Na mesma época, a Básico.com também decidiu fazer diferente. Em vez de abater o preço drasticamente, a saída foi detalhar os custos de produção – desde a fiação do algodão até o produto final – e oferecer três valores diferentes para o consumidor. “Precisávamos muito falar sobre custo, percepção de valor”, diz Dedé Bevilacqua, fundadora do e-commerce. “Temos muita dificuldade em dar descontos porque temos uma receita muito enxuta. Então achamos que era uma boa oportunidade para abordar o tema.”
“A maioria das críticas que recebemos é sobre nossos preços. Dizem que não são acessíveis. Porém eles são construídos de forma muito justa, com uma matemática por trás, e ainda não temos como mudar isso” – Barbara Mattivy
Para uma indústria que cresceu acostumada a acordos de cavalheiros, contratos secretos e meios de produção escusos e sem fiscalização, noções de transparência são difíceis de engolir. Principalmente para empresas grandes e com estruturas gigantes nos seus bastidores. Entre elas, é comum a sensação de que a divulgação de tais informações diminui sua vantagem competitiva ou expõe margens de lucro muito elevadas. Mas não existe nenhum registro de marca que tenha se prejudicado por ser transparente demais.
Algo que marcas menores e com tratamento direto com o consumidor não demoraram a perceber. A Ahlma, de André Carvalhal, faz questão de dizer de onde vêm os materiais de suas roupas. Nos recebidos, é possível conferir os custos detalhados da peça adquirida e também quanto de lucro a empresa leva. “É um jeito de comunicar seus valores enquanto marca e ajudar os agentes envolvidos no processo.” No site da Honest By, a grife do belga Bruno Pieters, é possível descobrir até o valor unitário de um botão.
Renata Buzzo e Neriage, de Rafaella Caniello, duas labels de sob-medida nacionais, também aproveitam a proximidade com as clientes para explicar detalhes e divulgar os valores e custos de suas roupas. “É algo que só consigo fazer porque tenho o controle total dos processos da marca”, explica Caniello.
Segundo a estilista, ficar grande demais pode significar perder a autonomia de quanto ela paga para cada costureira ou profissional envolvido na confecção das peças. Receio dividido também por Buzzo. “Permanecer uma marca pequena é uma maneira de sobreviver sem perder a consciência”, diz ela.

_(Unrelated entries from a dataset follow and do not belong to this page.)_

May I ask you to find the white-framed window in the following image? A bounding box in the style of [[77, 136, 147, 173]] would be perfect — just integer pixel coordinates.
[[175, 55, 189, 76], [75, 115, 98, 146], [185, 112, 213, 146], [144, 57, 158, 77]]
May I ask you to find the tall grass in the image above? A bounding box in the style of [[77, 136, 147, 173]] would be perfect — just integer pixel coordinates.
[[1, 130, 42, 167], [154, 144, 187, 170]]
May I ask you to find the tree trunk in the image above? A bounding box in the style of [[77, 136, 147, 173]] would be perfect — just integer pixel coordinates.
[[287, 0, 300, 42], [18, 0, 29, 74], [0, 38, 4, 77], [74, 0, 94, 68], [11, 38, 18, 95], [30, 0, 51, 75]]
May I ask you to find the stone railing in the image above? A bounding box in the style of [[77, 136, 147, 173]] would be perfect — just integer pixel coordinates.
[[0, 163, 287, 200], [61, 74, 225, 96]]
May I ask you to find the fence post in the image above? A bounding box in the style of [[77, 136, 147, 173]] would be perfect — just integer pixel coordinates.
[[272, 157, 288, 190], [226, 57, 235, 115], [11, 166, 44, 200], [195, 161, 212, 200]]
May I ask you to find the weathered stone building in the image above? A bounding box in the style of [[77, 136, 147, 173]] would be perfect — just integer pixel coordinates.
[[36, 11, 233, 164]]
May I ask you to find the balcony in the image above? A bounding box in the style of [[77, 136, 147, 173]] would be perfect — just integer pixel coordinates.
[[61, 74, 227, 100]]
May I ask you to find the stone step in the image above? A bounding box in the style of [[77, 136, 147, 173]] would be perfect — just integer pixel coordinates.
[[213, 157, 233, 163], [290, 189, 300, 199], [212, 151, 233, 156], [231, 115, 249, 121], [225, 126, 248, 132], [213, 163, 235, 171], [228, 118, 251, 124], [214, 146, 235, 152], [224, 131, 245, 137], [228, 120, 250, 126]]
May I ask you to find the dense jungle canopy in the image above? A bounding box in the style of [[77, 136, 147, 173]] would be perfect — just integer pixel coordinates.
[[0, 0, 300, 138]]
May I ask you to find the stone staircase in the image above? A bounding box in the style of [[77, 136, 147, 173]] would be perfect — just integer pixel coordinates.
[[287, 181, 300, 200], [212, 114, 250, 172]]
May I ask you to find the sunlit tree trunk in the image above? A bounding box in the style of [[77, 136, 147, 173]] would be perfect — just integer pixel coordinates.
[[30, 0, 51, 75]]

A empresária Francisca Vieira, da marca Natural Cotton Color, tem conseguido levar uma iniciativa sustentável em todos os sentidos ao mercado internacional. As peças da marca, feitas exclusivamente com algodão orgânico da Paraíba, são exportadas para mais de dez países.
Em 2016, Francisca e sua grife se tornaram a primeira marca brasileira selecionada para o salão de inovação francês Maison d’Exceptions. Entre outros feitos, pagam o melhor preço pelo quilo do algodão ao agricultor, segundo dados da Embrapa. “Tudo começa no trabalhador, no ser humano. Se ele não for bem pago, não há como falar de transparência”, resume.